Cette « île aux trésors », conceptualisée par R.L. Stevenson et revisitée par les trois groupes précités, nous a offert des instants magiques. Certes, le principe des projets développés par « Colossus » peine à se renouveler. On pourra reprocher à « Treasure Island » un manque d’originalité et de fantaisie par rapport aux exercices précédents, une tendance au plagiat et à cette fâcheuse coutume visant à faire renaître les trésors du passé sans chercher à en enfanter de nouveaux, une trame qui a parfois tendance à s’éparpiller et à perdre en cohérence, une hétérogénéité renforcée par la présence de trois formations aux inspirations et aux tendances différentes (mais cet oeuvre ne doit pas être appréhendée comme un ensemble, mais plutôt comme une apparente trilogie composée de trois chapitres aux couleurs différentes), une production trop "rétro" (mais ô combien volontaire!) ou encore une impression de « déjà vu » que ressentiront peut-être les puristes du rock progressif seventies.
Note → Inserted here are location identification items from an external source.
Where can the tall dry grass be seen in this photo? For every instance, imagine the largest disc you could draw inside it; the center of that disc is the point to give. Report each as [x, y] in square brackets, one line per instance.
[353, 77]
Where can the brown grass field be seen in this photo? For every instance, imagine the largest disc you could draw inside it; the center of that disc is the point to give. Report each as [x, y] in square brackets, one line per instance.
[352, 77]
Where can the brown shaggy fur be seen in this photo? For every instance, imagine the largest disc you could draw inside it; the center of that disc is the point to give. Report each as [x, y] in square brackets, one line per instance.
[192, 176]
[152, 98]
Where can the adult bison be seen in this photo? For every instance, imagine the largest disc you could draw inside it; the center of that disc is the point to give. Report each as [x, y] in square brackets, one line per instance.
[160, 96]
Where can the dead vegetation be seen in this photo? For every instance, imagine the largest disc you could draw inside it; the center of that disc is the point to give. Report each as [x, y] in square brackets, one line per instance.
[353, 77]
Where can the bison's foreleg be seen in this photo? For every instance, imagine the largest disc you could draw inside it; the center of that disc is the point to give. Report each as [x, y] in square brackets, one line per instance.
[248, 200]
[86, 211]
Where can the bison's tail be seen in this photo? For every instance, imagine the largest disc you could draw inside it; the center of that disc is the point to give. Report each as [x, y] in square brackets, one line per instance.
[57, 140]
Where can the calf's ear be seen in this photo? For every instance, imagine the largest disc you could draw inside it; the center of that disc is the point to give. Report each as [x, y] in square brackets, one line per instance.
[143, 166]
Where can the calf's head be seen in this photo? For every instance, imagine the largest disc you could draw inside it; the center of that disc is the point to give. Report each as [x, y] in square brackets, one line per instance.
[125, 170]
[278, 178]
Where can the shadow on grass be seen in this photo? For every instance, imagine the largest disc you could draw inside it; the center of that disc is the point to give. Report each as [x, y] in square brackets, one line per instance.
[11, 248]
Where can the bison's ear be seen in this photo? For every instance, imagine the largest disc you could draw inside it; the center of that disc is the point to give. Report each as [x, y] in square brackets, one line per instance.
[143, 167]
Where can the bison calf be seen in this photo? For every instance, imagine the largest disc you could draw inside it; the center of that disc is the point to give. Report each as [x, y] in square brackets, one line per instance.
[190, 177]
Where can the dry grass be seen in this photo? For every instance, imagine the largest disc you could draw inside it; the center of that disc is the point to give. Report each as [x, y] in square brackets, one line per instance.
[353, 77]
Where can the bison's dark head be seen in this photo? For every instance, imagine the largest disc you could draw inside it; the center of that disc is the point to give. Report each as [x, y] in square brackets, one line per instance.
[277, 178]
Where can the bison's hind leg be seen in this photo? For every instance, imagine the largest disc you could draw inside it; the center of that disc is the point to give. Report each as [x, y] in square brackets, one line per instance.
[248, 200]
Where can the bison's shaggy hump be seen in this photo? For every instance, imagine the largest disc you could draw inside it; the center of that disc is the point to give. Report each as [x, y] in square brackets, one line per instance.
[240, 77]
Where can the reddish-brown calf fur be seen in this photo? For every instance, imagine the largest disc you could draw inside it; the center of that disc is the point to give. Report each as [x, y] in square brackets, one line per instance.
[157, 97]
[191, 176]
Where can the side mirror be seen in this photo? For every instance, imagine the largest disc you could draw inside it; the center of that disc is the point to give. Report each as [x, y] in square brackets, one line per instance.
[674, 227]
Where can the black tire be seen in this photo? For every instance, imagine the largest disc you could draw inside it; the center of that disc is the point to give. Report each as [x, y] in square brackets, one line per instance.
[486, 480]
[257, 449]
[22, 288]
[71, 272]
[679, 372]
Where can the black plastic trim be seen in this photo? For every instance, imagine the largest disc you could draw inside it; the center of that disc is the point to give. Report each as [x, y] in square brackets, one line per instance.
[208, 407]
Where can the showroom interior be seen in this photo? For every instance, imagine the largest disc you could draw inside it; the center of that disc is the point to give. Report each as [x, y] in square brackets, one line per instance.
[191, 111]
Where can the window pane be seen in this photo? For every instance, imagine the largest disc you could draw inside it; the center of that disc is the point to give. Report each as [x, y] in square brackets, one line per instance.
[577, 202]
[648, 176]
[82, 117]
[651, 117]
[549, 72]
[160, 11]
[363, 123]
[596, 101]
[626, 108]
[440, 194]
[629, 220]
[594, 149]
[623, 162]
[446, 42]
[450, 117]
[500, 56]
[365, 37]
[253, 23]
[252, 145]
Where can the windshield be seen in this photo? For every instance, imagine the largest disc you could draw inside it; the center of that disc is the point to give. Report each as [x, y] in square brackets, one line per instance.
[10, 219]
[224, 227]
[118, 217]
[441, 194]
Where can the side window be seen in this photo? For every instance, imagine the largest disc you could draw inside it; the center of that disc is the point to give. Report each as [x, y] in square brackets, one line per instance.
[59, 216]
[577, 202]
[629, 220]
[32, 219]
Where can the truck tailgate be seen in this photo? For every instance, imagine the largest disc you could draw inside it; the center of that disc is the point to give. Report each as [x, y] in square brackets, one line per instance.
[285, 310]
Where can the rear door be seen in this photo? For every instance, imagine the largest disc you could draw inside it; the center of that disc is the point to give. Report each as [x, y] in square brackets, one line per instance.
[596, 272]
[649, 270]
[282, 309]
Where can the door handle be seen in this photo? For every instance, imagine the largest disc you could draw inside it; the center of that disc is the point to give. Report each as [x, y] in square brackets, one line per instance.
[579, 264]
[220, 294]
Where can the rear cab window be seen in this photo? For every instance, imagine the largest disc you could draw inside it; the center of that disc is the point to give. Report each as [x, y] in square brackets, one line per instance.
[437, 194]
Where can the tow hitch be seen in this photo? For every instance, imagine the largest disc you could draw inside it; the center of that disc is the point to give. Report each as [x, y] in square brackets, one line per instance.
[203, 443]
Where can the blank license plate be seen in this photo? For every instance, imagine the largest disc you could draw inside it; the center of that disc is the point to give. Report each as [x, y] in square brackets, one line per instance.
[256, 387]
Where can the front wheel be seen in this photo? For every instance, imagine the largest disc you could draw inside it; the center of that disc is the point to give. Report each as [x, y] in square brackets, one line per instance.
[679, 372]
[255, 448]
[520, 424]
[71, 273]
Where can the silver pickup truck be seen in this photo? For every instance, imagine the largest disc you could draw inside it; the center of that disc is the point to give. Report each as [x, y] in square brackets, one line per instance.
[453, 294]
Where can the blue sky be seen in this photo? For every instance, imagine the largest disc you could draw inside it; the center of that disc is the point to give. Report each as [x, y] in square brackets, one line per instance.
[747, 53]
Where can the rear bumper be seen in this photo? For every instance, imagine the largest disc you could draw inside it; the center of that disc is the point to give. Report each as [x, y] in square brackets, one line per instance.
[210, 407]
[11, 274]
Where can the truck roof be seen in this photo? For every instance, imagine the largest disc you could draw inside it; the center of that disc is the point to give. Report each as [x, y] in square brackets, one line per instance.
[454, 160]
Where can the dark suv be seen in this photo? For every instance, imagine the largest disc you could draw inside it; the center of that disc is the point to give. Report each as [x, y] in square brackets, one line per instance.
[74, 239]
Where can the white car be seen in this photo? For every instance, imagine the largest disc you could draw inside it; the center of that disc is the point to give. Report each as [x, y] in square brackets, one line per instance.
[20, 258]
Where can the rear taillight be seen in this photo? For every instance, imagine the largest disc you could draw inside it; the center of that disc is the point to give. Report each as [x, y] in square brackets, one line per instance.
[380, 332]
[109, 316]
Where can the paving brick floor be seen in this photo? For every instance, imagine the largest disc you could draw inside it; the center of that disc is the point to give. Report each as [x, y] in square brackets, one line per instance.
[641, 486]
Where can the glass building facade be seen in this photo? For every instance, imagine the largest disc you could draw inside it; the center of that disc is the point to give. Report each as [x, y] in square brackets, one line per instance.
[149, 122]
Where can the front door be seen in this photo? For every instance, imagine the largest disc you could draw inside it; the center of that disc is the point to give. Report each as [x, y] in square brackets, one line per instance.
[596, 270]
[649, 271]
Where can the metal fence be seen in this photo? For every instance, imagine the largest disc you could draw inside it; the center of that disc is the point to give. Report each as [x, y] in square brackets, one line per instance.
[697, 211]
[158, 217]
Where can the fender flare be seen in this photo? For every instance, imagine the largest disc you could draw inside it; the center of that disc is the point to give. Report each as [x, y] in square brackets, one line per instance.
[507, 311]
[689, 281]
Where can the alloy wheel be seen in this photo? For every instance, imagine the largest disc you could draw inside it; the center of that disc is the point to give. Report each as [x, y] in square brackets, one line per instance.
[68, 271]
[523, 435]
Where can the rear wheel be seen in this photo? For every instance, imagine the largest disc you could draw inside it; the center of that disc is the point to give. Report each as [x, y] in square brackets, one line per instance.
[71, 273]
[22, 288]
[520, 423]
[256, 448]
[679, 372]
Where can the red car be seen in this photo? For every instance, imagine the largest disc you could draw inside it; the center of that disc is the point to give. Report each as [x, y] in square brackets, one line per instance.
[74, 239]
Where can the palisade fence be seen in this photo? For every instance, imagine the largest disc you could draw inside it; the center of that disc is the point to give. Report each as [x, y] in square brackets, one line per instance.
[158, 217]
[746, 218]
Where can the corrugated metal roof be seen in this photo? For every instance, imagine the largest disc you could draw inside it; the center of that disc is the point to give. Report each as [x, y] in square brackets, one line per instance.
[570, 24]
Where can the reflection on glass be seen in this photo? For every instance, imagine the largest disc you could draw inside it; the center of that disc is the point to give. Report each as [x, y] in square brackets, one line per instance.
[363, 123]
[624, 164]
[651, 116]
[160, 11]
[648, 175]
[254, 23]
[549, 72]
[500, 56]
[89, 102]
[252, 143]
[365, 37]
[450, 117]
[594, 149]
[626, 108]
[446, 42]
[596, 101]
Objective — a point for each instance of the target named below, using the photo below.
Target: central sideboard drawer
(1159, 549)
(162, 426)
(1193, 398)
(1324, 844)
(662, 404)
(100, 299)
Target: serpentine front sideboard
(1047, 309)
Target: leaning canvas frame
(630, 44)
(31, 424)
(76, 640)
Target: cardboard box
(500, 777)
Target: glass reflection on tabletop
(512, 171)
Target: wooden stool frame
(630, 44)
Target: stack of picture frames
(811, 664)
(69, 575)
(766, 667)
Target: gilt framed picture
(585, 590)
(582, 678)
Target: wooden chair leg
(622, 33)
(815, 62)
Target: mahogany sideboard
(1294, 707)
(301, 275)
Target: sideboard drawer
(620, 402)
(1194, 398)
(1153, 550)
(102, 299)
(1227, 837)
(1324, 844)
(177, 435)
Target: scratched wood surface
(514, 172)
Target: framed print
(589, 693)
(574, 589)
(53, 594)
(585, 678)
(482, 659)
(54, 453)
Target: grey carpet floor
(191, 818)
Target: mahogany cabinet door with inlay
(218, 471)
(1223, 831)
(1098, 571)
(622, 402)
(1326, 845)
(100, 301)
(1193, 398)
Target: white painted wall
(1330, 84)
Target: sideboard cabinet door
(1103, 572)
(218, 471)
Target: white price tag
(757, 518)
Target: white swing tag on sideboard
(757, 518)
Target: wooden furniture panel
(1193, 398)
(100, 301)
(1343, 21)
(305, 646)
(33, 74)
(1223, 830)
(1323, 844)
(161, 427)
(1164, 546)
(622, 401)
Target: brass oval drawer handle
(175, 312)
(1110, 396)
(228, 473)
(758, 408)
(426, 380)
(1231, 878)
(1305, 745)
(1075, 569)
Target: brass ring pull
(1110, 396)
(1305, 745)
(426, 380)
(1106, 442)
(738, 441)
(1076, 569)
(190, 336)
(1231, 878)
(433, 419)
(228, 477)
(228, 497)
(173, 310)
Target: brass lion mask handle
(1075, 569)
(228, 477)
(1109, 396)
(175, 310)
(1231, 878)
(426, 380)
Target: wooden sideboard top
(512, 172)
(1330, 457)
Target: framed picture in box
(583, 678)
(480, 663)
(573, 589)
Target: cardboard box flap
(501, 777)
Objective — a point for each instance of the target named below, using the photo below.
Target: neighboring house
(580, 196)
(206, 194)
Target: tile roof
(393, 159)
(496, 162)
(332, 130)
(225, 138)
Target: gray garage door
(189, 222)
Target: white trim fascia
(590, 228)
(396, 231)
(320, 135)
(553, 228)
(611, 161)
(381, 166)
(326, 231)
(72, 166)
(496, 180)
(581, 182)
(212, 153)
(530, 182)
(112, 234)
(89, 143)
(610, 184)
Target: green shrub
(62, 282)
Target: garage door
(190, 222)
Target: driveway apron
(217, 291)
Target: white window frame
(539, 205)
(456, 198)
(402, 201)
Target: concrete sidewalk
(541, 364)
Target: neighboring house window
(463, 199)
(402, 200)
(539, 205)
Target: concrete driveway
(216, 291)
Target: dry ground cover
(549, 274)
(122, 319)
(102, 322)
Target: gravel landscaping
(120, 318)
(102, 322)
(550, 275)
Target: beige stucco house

On imagine toutefois aisément que ce propos musical s’adresse particulièrement à eux (excepté peut-être le titre de « Nexus »), seuls à même de dénicher les trésors enfouis en son sein, tant il apparaît particulièrement expérimental et varié, dénué de toutes préoccupations commerciales et envahi par une fusion de genres et d’instruments. Ce projet ne fera pas l’unanimité, certes. Mais qu’importe, il n’en demeure pas moins que cet ensemble épique est interprété avec force et talent par des formations dont le plaisir à composer et à jouer transparaît au détour d’une maîtrise parfaite de l’événement. « Treasure Island » se révèle ainsi être une œuvre appelée à titiller la fibre musicale des passionnés de ce genre typiquement « seventies », si spécifique mais si riche à la fois. On en redemande.